*Names in bold indicate Presenter
Canonical economic theory taught to every introductory economics student predicts that in-kind transfers like SNAP are treated as if they are cash as long as their value is no larger than the amount that a consumer would spend on the good if she had the same total income in cash. For example, imagine a family that earns $2000 per month spends $500 per month on food becomes eligible for $300 per month in SNAP benefits. They will likely now spend more than $500 per month on food because they have more total resources (i.e., $2000 cash + $300 benefits = $2300 total). But they are not likely to spend $800 on food now, either. Instead they will reduce some of their out-of-pocket food spending and redirect that cash toward other things like housing or transportation.
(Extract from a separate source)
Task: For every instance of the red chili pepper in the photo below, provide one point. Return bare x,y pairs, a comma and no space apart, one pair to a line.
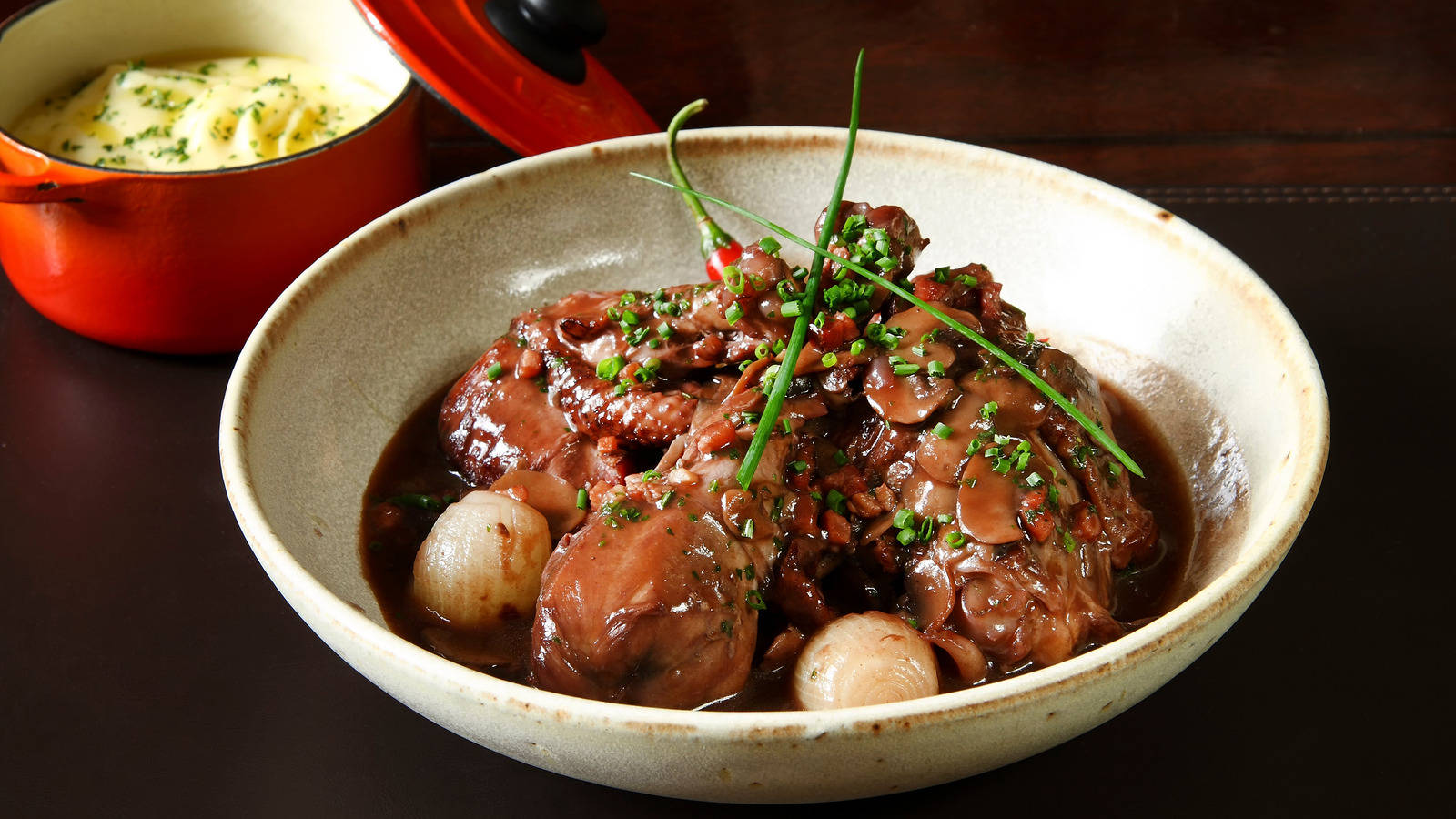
720,249
718,258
There are two important exceptions to the SNAP-as-cash model, though. The first is for families that spend less on food per month than their food stamps are worth. For these families, SNAP will increase food spending by more than an equivalent cash transfer would. The second comes from behavioral economics and predicts that SNAP may not be equivalent to cash if households use a mental accounting framework that puts the benefits in a separate “category”.
After explaining the framework for thinking about the impact of SNAP on consumption, we will review the academic evidence on the matter. Many papers have found that SNAP recipients consume more food out of SNAP than they would with an equivalent cash transfer. More recent work, however, has found evidence that is more consistent with the canonical economics model.
What is missing from the literature, though, is a careful description of the overall spending patterns of SNAP recipients and how those have evolved over time. To fill this void, we will analyze a time series of microdata from the Consumer Expenditure Survey, the most comprehensive source of information on spending in the United States. We will document trends in spending on food, housing and other necessities among SNAP recipients and compare these both to the program’s assumed needs standards and to other groups of low-income non-participants. We conclude by discussing the role of SNAP as a consumption stabilizer during recessions.